One of the main reasons for this is that it gives you someone to talk to who is sober and living a good life.
A good sponsor is going to focus on getting you through the 12 steps, but they’re more than that in my experience.
They’re someone to call when you’re struggling, no matter what it is that you’re struggling with.
Working the 12 steps is great, but having someone in your corner who is rooting for you to succeed is potentially greater.
They can also introduce you to other sober people, help you find sober activities, and even help you to feel less lonely.
And if you work the 12 steps, you’ll probably end up dealing with your guilt and shame in a healthy way (if you’re someone who needs to do that).
12. Exercise and Eat Better
It’s hard to stay sober when you feel like shit all the time.

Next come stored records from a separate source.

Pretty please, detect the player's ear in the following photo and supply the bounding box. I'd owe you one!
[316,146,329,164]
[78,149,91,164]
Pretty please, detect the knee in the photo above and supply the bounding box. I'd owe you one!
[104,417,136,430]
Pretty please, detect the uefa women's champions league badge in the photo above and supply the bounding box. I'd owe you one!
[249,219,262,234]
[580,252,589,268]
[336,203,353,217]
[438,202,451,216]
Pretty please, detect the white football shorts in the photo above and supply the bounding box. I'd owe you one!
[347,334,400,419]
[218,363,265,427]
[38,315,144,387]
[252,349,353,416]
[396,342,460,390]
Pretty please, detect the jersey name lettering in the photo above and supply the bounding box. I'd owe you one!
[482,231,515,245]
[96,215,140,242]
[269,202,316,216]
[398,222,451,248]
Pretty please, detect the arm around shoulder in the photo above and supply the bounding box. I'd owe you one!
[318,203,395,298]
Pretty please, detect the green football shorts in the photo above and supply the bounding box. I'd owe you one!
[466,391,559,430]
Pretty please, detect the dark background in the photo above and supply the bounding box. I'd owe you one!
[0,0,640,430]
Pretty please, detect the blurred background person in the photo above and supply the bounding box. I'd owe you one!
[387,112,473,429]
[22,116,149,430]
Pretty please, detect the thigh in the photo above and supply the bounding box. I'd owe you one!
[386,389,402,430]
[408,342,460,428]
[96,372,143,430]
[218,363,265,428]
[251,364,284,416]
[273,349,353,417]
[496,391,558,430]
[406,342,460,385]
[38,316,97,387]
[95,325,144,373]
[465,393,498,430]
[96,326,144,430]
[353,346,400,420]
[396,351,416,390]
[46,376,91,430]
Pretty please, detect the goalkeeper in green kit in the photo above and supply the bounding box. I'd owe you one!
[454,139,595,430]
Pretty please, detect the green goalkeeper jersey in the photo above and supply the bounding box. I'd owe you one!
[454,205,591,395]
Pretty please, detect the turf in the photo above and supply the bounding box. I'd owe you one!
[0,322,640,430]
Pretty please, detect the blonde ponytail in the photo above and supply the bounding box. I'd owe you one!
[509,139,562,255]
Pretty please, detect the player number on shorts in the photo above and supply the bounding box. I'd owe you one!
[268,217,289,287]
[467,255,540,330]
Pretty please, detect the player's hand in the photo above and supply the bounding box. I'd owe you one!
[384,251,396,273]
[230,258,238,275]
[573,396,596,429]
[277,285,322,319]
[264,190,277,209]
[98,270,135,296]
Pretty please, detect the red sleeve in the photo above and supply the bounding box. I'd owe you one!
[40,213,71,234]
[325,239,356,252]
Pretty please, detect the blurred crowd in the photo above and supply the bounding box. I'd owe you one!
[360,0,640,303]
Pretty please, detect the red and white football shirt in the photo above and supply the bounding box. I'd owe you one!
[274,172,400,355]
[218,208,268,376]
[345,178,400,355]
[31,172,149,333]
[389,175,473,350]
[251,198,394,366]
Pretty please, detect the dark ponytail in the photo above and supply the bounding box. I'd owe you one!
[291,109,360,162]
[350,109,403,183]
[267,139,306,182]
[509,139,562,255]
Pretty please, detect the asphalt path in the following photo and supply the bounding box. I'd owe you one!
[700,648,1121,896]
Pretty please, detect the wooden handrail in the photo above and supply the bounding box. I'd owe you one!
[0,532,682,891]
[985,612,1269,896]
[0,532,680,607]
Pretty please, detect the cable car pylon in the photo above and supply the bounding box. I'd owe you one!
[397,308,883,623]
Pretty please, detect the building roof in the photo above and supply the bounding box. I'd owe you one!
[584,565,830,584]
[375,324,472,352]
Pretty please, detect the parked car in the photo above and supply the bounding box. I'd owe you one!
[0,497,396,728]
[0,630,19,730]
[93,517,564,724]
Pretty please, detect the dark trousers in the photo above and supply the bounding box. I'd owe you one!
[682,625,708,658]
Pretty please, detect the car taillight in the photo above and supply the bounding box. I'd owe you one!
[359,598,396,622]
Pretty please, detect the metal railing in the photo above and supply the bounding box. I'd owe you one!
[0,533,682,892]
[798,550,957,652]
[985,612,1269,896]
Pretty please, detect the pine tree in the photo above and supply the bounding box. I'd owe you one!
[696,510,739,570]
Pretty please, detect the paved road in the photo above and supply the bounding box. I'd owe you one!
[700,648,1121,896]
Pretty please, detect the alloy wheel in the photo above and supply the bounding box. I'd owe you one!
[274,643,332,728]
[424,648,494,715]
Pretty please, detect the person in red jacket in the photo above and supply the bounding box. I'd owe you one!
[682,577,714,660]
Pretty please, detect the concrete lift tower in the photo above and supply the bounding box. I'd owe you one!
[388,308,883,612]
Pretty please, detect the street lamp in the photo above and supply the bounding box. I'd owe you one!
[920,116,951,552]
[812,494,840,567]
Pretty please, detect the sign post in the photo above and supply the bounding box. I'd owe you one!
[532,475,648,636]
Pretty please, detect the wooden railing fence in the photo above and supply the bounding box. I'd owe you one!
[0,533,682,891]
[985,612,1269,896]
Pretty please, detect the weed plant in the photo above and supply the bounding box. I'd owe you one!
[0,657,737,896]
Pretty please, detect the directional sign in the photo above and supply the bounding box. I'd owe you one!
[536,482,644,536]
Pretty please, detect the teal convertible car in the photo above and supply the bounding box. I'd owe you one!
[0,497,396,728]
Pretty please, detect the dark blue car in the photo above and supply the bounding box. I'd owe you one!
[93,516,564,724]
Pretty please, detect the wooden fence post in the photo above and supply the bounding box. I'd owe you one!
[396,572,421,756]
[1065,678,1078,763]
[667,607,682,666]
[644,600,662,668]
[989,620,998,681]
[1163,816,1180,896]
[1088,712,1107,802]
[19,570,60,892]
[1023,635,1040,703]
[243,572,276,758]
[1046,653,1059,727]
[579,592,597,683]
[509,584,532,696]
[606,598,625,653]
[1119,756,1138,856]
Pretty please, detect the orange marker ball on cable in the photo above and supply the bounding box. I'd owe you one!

The main reason I used to use and drink was that I felt like shit mentally and physically. If you fix the physical element of this, you’ll find that staying sober can be easier.
Exercise doesn’t have to be a huge burden, and eating better doesn’t have to be either.
If you eat fried food all the time (which usually means fast food or takeout), then how hard is it to find healthier restaurants to get food from?
Hell, this might just mean trading in Chick-fil-A for Chipotle.
Getting exercise doesn’t have to be a burden either. This might just mean going for a light hike (getting out into nature can help a lot with staying sober too, especially if it’s as part of a hobby you used to enjoy).
Even just going for a walk around the block and getting some sunlight can be better than nothing.
13. Get Better Sleep
Even if you don’t have insomnia (which I don’t today), you might still have a shitty sleep schedule.
This might mean that you don’t go to sleep as early as you need to so that you’re always tired in the morning.
Or maybe it means that you’re drinking before bedtime so that you don’t sleep as well as you should (alcohol affects your sleep).
You’ll likely have to change your sleep habits by doing things like limiting screen time or not drinking before bedtime. I want to say here that staying sober doesn’t have to mean staying sober all the time.
For some people, staying sober all the time isn’t necessary — just long enough to stop causing problems in your life.
So limit your alcohol intake before bed, and do other things like go to bed at the same time every night.
14. Staying Sober Can Be Easier When You Practice Gratefulness
How can it be so powerful? I wish I knew. All I can say is that making simple gratitude lists (and I don’t write these down — I do them in my head) does wonders for my mental health.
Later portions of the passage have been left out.